Thank you very much for your suggestions. 

I implemented some of them, and it seems it is possible (in my case) to estimate the exact transition time well enough so that it approaches the results of using the exact transition times. However, I still notice a bias (mostly in the shape parameters and intercepts) that seems to worsen with increasing sample size. Creating the data set with perfectly symmetrical transition hazards between all states did not solve the issue, which I believe means the problem does not lie with indirect paths. It could point towards me running the model incorrectly. 

I am creating the survival objects as follows now (same as before, except the imputed times are used as truncation for the interval censored rows): 

Surv_obs.list <- list() 
for(i in seq_along(data_obs_list)) {     
# Initialize truncation   
data_obs_list[[i]]$truncation <- data_obs_list[[i]]$imputed_entry     

# Override for right-censored: use Tstart instead   
idx_censored <- data_obs_list[[i]]$status == 0   
data_obs_list[[i]]$truncation[idx_censored] <- data_obs_list[[i]]$Tstart[idx_censored]     
# Adjust time vector   
time_vec <- data_obs_list[[i]]$Tstart   
time_vec[idx_censored] <- data_obs_list[[i]]$Tstop[idx_censored]     

Surv_obs.list[[i]] <- inla.surv(     
time = time_vec,    
 time2 = data_obs_list[[i]]$Tstop,     
event = data_obs_list[[i]]$status,     
truncation = data_obs_list[[i]]$truncation 
) } 

With the imputed_entry the calculated or exact transition time. 

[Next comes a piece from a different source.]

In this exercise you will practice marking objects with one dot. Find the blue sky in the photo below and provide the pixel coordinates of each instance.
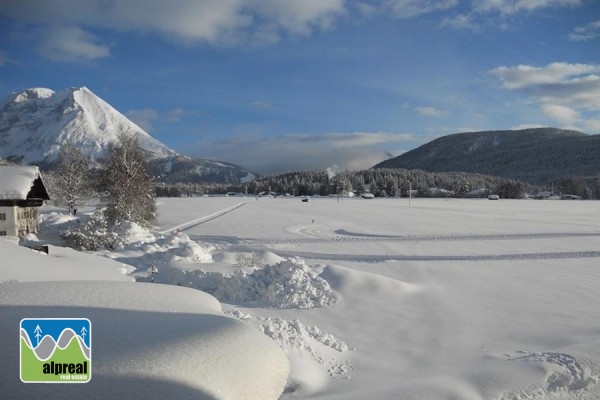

Is this how truncation for interval censored transitions should be implemented? I also tried to include this truncation for the right censored rows, but this seemed to worsen the bias.  
Another issue could be that I do not use a frailty term on the ID currently, so perhaps the bias arises from some double counting. Could this be the problem? Is there something besides the id="id" argument in the joint function that could solve this? 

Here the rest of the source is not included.